24. Income tax

Income tax 1 January– 31 December 2016 1 January– 31 December 2015
Gross profit (consolidated) 3,031 2,944
CIT rate (or range of rates) for the country of the registered office of the parent entity (%) 19% 19%
Income tax which would be calculated as the product of the gross book profit of the entities and the CIT rate for the country for the registered office of the parent entity 576 559
Differences between the income tax calculated above and the income tax recognized in the statement of profit or loss: 38 42
- financial institutions tax 75  
- profit from bargain acquisition of the core Business of Bank BPH (96)  
- reserves for credit receivables in the part not covered by deferred tax 26  
- valuation of financial assets (66) 8
- valuation of investment property 1 3
- created/reversed impairment losses on receivables not classified as tax deductible expenses 37 12
- other created/reversed provisions and impairment losses on assets, not classified as tax deductible expenses 19 45
- prudential fee to BGF 5  
- differences from different tax rates (3) (3)
- tax on insurance activities in Ukraine 4 4
- depreciation 1 2
- other tax increases, cancellations, exemptions, deductions and reductions 35 (29)
Income tax recognized in the statement of profit or loss 614 601

Total current and deferred tax 1 January– 31 December 2016 1 January– 31 December 2015
1. Recognized in the statement of profit or loss, including: 614 601
- current tax 787 483
- deferred tax (173) 118
2. Recognized in other comprehensive income, including: (39) 3
- current tax - -
- deferred tax (39) 3

Regulations concerning corporate income tax, personal income tax, value added tax and contributions to social security undergo relatively frequent changes. The current regulations contain ambiguities which result in a difference in opinions regarding their legal interpretation, both among various State authorities as well as between these authorities and enterprises.
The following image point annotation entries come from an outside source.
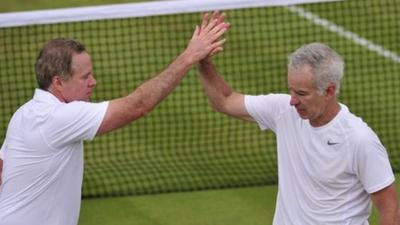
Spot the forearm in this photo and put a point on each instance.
(215, 87)
(146, 97)
(387, 205)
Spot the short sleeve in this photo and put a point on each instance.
(266, 109)
(73, 122)
(372, 164)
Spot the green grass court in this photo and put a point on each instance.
(184, 163)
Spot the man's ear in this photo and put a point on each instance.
(56, 82)
(331, 90)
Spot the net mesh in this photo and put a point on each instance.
(183, 145)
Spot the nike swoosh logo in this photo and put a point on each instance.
(332, 143)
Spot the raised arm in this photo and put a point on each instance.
(121, 111)
(385, 201)
(220, 95)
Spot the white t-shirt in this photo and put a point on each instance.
(325, 173)
(43, 160)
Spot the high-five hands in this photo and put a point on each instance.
(206, 40)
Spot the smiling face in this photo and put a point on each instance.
(319, 108)
(80, 85)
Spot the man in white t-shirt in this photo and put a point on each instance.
(330, 163)
(43, 148)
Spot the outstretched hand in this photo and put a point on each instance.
(206, 40)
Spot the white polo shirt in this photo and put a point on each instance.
(43, 160)
(325, 173)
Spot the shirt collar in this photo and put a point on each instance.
(41, 95)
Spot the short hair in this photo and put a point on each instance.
(55, 58)
(327, 66)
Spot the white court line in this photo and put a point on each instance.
(345, 33)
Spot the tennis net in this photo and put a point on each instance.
(183, 145)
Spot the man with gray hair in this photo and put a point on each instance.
(330, 163)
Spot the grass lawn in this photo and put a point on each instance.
(252, 205)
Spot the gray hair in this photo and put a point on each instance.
(55, 58)
(327, 66)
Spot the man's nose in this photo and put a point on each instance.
(92, 82)
(294, 100)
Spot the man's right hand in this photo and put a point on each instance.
(206, 38)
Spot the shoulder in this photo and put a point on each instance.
(359, 133)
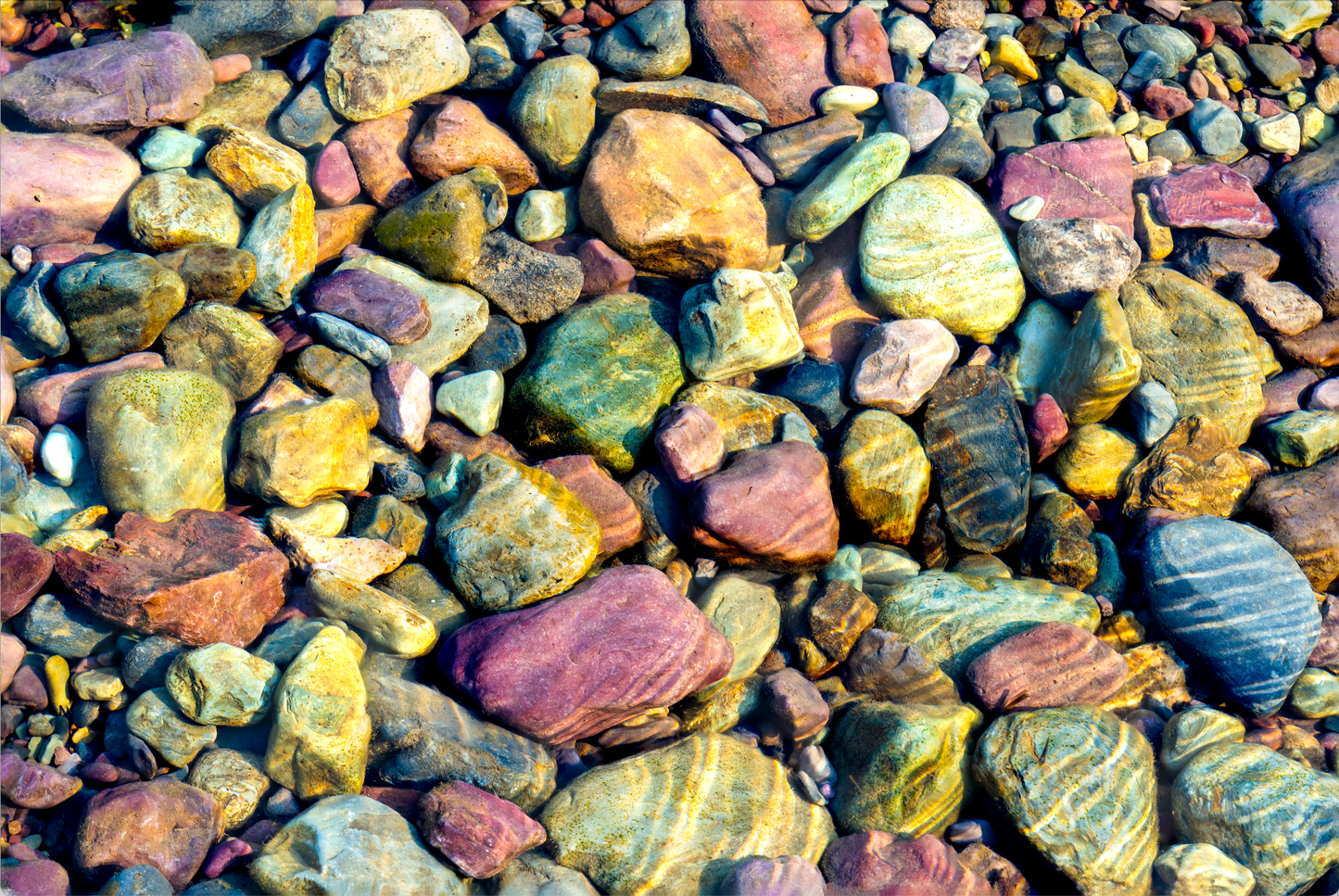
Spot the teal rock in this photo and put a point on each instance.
(953, 619)
(903, 769)
(598, 379)
(845, 185)
(1270, 814)
(1080, 787)
(118, 304)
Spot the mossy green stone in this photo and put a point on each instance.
(598, 379)
(903, 769)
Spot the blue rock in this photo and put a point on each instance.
(1235, 604)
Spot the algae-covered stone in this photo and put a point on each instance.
(158, 441)
(728, 801)
(318, 745)
(598, 379)
(929, 248)
(1080, 787)
(514, 536)
(903, 769)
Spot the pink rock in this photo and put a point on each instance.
(334, 178)
(689, 444)
(478, 832)
(620, 524)
(900, 363)
(888, 865)
(1092, 178)
(60, 188)
(231, 67)
(772, 508)
(778, 59)
(1215, 197)
(63, 398)
(611, 649)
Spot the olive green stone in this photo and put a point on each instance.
(1080, 787)
(598, 379)
(158, 441)
(676, 820)
(903, 769)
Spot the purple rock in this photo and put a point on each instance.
(574, 666)
(159, 78)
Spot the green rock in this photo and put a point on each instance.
(225, 345)
(1080, 787)
(156, 719)
(514, 536)
(929, 248)
(903, 769)
(222, 685)
(553, 114)
(171, 210)
(953, 619)
(728, 801)
(118, 303)
(1270, 814)
(158, 441)
(845, 185)
(598, 379)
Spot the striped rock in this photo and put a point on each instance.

Tax and other settlements (e.g. regarding customs duty or foreign currency settlements) may be controlled by authorities authorized to impose high penalties, and additional liability amounts recognized during are to be paid with high interest. As a result, the level of tax risk in Poland, the Baltic states and Ukraine exceeds that of countries with more developed tax systems. In Poland tax returns are subject to control over a period of five years. Consequently, the amounts presented in consolidated financial statements may change at a later date, after they have been finally assessed by tax authorities.